In 2006 and 2007, CGG Americas, Inc. (CGGA), a Texas corporation, conducted marine surveys of the outer continental shelf in the Gulf of Mexico. The surveys involved the use of geophysical techniques that detected or suggested the presence of oil and gas in the area surveyed. The data initially generated by the surveys was raw acoustic data. CGGA processed this data to create usable information such as visual representations (including maps) of geological formations in the earth’s subsurface. CGGA licensed the data – i.e., both the raw acoustic data and the information that resulted from processing it – to its customers on a nonexclusive basis for a fee. CGGA’s customers were companies engaged in oil and gas exploration and development. The customers used the data to identify new areas where subsurface conditions were favorable for oil and gas development and production, determine the size and structure of previously identified oil and gas fields, determine how to develop oil and gas reserves and produce oil and gas, determine which oil and gas properties to acquire, and determine where to drill wells.

On its 2006 and 2007 tax returns, CGGA deducted the expenses incurred to conduct the surveys and to process data from the surveys as geological and geophysical expenses. Under Code Sec. 167(h)(1), any geological and geophysical expenses paid or incurred in connection with the exploration for, or development of, oil or gas within the U.S. (as defined in Code Sec. 638) is allowed as a deduction ratably over the 24-month period beginning on the date that such expense was paid or incurred.

The IRS disallowed the deductions. According to the IRS, CGGA’s survey expenses were not geological and geophysical expenses paid or incurred in connection with the exploration for, or development of, oil or gas within the meaning of Code Sec. 167(h). The IRS cited two reasons for disallowing the deduction. First, the IRS argued, the phrase “geological and geophysical expenses” used in Code Sec. 167(h) is a term of art that refers only to expenses incurred by taxpayers that own mineral interests, that is, oil or gas interests. For tax purposes, the IRS said, the phrase refers exclusively to expenses related to the exploration for oil or gas incurred by taxpayers who are exploration and production companies or otherwise owners of mineral interests. Since CGGA did not own any mineral interests, the IRS contended that the survey expenses were not “geological and geophysical expenses” as that term is used in Code Sec. 167(h).

Second, the IRS argued that the survey expenses were not paid or incurred in connection with the exploration for, or development of, oil or gas. An expense is paid or incurred in connection with such exploration or development within the meaning of Code Sec. 167(h), the IRS said, only when paid or incurred in connection with the taxpayer’s own exploration or development, not when paid or incurred by a taxpayer in connection with the exploration or development by other taxpayers (i.e., CGGA’s customers).

The Tax Court rejected the IRS’s arguments and held that CGGA was entitled to deduct the survey expenses under Code Sec. 167(h).

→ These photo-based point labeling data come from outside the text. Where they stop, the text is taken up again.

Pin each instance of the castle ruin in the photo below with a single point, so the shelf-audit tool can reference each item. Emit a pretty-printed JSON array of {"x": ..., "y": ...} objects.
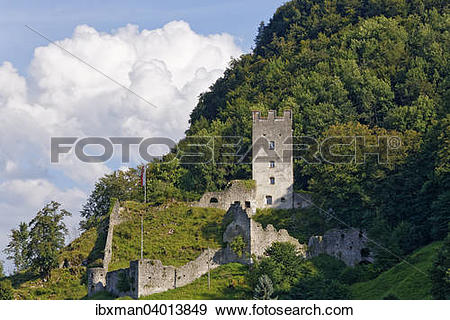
[{"x": 271, "y": 187}]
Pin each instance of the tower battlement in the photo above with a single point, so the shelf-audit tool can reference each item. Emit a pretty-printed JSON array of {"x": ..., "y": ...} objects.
[
  {"x": 272, "y": 165},
  {"x": 272, "y": 116}
]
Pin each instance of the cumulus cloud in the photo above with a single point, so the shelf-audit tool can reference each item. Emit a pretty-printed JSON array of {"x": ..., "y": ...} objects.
[{"x": 61, "y": 96}]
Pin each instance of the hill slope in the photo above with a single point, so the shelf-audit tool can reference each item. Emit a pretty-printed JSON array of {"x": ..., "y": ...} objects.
[
  {"x": 175, "y": 234},
  {"x": 403, "y": 280}
]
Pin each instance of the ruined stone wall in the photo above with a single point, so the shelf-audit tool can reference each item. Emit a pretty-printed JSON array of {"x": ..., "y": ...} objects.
[
  {"x": 348, "y": 245},
  {"x": 97, "y": 276},
  {"x": 263, "y": 238},
  {"x": 114, "y": 219},
  {"x": 237, "y": 192},
  {"x": 302, "y": 200},
  {"x": 279, "y": 131},
  {"x": 118, "y": 280}
]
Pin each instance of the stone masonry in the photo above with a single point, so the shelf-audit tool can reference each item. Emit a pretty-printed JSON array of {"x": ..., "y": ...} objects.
[
  {"x": 348, "y": 245},
  {"x": 272, "y": 163}
]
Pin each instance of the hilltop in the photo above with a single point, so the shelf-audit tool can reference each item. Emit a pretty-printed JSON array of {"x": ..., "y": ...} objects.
[{"x": 344, "y": 68}]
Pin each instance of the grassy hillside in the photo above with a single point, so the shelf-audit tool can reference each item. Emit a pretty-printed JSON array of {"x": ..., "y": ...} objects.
[
  {"x": 175, "y": 234},
  {"x": 65, "y": 283},
  {"x": 402, "y": 281},
  {"x": 227, "y": 282},
  {"x": 300, "y": 223}
]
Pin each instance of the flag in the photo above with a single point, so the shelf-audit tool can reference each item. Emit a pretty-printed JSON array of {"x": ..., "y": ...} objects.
[{"x": 143, "y": 176}]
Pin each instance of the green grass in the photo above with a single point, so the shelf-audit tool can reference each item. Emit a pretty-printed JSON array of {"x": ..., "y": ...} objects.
[
  {"x": 227, "y": 282},
  {"x": 403, "y": 280},
  {"x": 175, "y": 234},
  {"x": 64, "y": 283},
  {"x": 300, "y": 223}
]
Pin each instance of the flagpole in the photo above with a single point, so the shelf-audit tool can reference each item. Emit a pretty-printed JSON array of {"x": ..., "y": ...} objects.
[{"x": 144, "y": 183}]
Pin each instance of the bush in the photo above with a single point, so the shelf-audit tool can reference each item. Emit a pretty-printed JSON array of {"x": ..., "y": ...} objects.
[
  {"x": 359, "y": 273},
  {"x": 6, "y": 290},
  {"x": 238, "y": 245},
  {"x": 264, "y": 288},
  {"x": 124, "y": 282},
  {"x": 328, "y": 266},
  {"x": 440, "y": 273},
  {"x": 283, "y": 266},
  {"x": 320, "y": 288}
]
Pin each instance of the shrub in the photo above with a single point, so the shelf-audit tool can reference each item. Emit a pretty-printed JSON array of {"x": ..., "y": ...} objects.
[
  {"x": 319, "y": 288},
  {"x": 238, "y": 245},
  {"x": 283, "y": 266},
  {"x": 6, "y": 290}
]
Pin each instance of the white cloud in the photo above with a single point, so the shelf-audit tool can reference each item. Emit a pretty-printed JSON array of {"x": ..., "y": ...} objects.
[{"x": 61, "y": 96}]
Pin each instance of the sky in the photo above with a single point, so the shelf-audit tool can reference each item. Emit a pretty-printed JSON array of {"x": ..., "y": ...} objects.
[{"x": 167, "y": 52}]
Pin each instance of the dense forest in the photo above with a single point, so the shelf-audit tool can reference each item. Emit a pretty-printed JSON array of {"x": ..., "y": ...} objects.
[
  {"x": 365, "y": 68},
  {"x": 345, "y": 68}
]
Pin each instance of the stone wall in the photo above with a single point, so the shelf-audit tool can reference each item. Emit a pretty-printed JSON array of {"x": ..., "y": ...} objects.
[
  {"x": 153, "y": 277},
  {"x": 302, "y": 200},
  {"x": 96, "y": 280},
  {"x": 348, "y": 245},
  {"x": 272, "y": 168},
  {"x": 237, "y": 192}
]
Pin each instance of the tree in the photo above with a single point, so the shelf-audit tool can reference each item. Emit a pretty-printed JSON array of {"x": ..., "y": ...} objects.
[
  {"x": 319, "y": 288},
  {"x": 283, "y": 266},
  {"x": 440, "y": 273},
  {"x": 6, "y": 290},
  {"x": 47, "y": 235},
  {"x": 264, "y": 288},
  {"x": 123, "y": 185},
  {"x": 17, "y": 247}
]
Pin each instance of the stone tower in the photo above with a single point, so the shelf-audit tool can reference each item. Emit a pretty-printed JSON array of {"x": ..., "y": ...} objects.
[{"x": 272, "y": 163}]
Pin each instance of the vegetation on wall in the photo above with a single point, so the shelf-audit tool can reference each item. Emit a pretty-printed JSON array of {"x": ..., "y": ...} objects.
[{"x": 175, "y": 234}]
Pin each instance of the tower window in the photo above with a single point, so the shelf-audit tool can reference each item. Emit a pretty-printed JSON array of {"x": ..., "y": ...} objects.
[
  {"x": 213, "y": 200},
  {"x": 271, "y": 145}
]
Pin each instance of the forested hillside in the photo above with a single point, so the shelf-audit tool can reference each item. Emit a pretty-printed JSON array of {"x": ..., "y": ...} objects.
[
  {"x": 371, "y": 68},
  {"x": 344, "y": 67}
]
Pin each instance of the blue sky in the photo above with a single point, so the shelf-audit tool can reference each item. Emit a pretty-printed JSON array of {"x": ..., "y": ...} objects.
[
  {"x": 57, "y": 20},
  {"x": 167, "y": 51}
]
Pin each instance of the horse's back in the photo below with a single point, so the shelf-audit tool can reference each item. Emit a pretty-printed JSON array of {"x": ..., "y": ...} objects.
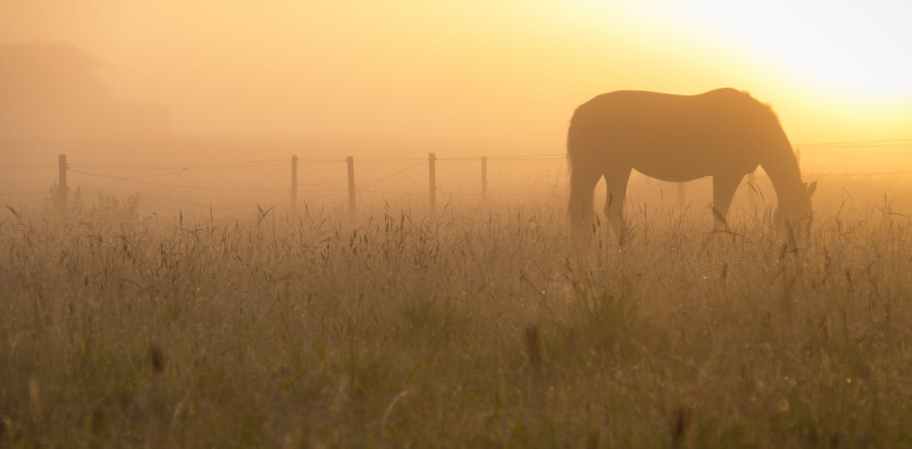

With respect to the IRS’s argument that the phrase “geological and geophysical expenses” is restricted to expenses incurred by taxpayers that own mineral interests, the court looked at the various court cases cited by the IRS to support this conclusion. The court found that none of the opinions cited defined a “geophysical expense” as including only an expense incurred by owners of mineral interests.

The court also reviewed three IRS rulings for the same proposition, including two that were referred to in the legislative history of Code Sec. 167(h). One of those, the court noted, had an introductory statement which clarified that the ruling was written to apply only to a particular subset of geological and geophysical exploration expenditures, and the other had an introductory sentence which clarified that the ruling governed only the treatment of geological and geophysical expenditures in a particular situation. As to the one that was not referenced in the legislation, the court rejected the IRS’s interpretation that the ruling implied that geological and geophysical exploration expenses included only expenditures by mineral-interest owners, saying that the ruling did not purport to describe all types of geological and geophysical exploration expenditures.